14 — ABDÜLHAKÎM EFENDİ “rahmetullahi teâlâ aleyh”: Zâhir ve bâtın ilmlerinde kâmil ve dört mezhebin de fıkh bilgilerinde mâhir, veliy-yi kâmil idi. Rûh bilgilerinin mütehassısı idi. Binikiyüzseksenbir 1281 [m. 1865] senesinde Van vilâyetinin Başkale şehrinde tevellüd, 1362 [m. 1943] de, Eyyübde Murtedâ efendi tekkesi câmi’i imâmı iken, tevkîf edilip, Ankarada vefât etdi. Bağlumda medfûndur.
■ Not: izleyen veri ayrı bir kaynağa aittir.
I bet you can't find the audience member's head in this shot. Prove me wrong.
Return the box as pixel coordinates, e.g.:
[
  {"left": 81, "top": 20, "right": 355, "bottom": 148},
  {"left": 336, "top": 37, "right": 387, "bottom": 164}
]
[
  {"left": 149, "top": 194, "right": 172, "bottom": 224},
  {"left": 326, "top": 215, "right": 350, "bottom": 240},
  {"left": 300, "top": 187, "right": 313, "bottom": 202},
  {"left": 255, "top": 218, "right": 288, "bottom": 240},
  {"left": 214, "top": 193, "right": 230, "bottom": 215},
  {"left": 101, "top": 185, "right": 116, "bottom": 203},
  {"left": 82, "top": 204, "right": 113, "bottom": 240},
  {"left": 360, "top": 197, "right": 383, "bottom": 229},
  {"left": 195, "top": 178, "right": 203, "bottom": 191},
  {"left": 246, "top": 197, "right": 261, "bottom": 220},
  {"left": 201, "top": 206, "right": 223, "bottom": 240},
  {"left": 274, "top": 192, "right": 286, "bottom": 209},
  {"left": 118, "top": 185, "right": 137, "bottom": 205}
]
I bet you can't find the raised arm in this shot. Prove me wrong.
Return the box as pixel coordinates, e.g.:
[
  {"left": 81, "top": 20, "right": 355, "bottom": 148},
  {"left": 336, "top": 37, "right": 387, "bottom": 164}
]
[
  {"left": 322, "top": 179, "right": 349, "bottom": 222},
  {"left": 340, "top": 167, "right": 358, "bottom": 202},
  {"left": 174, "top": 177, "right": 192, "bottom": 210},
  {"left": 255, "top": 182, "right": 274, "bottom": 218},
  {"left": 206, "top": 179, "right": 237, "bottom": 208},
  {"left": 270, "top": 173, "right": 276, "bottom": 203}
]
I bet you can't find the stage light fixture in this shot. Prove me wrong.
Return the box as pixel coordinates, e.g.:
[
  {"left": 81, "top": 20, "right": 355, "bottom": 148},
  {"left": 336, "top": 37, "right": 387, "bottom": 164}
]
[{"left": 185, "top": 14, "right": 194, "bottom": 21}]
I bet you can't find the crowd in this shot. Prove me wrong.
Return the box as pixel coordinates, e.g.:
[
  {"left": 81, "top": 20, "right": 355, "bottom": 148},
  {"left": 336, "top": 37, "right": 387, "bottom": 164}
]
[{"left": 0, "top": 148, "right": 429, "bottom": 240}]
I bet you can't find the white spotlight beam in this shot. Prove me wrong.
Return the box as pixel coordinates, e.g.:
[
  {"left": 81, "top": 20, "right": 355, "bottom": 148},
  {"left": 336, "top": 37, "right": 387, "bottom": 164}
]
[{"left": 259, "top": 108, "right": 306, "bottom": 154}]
Babası seyyid Mustafâ, seyyid Tâhâ-i Hakkârînin “kuddise sirruh” oğlu olan, seyyid Ubeydüllahın talebesi idi. Seyyid Mustafâ çok kâmil idi. Gördüğü kimsenin, hangi nemâzı kılmadığını, yüzünden anlardı. Bunun babası, seyyid Muhyiddîndir. Onun babası, seyyid Muhammed, bunun babası da, seyyid Abdürrahmândır. İmâm-ı Alî Rızâ bin Mûsâ Kâzım soyundan olup, Seyyid oldukları, Irâkdaki şer’î mahkeme defterlerinde yazılı olduğu gibi, seyyid Abdülkâdir-i Geylânînin torunu olan seyyid Abdürrezzâkın mübârek el yazısı ile de tasdîk edilmiş olduğu, Van mebûsu İbrâhîm Arvâsın 1371 [m. 1952] de basdırdığı (Seyâhatnâme-i Kâsım-ı Bağdâdî) kitâbında yazılıdır.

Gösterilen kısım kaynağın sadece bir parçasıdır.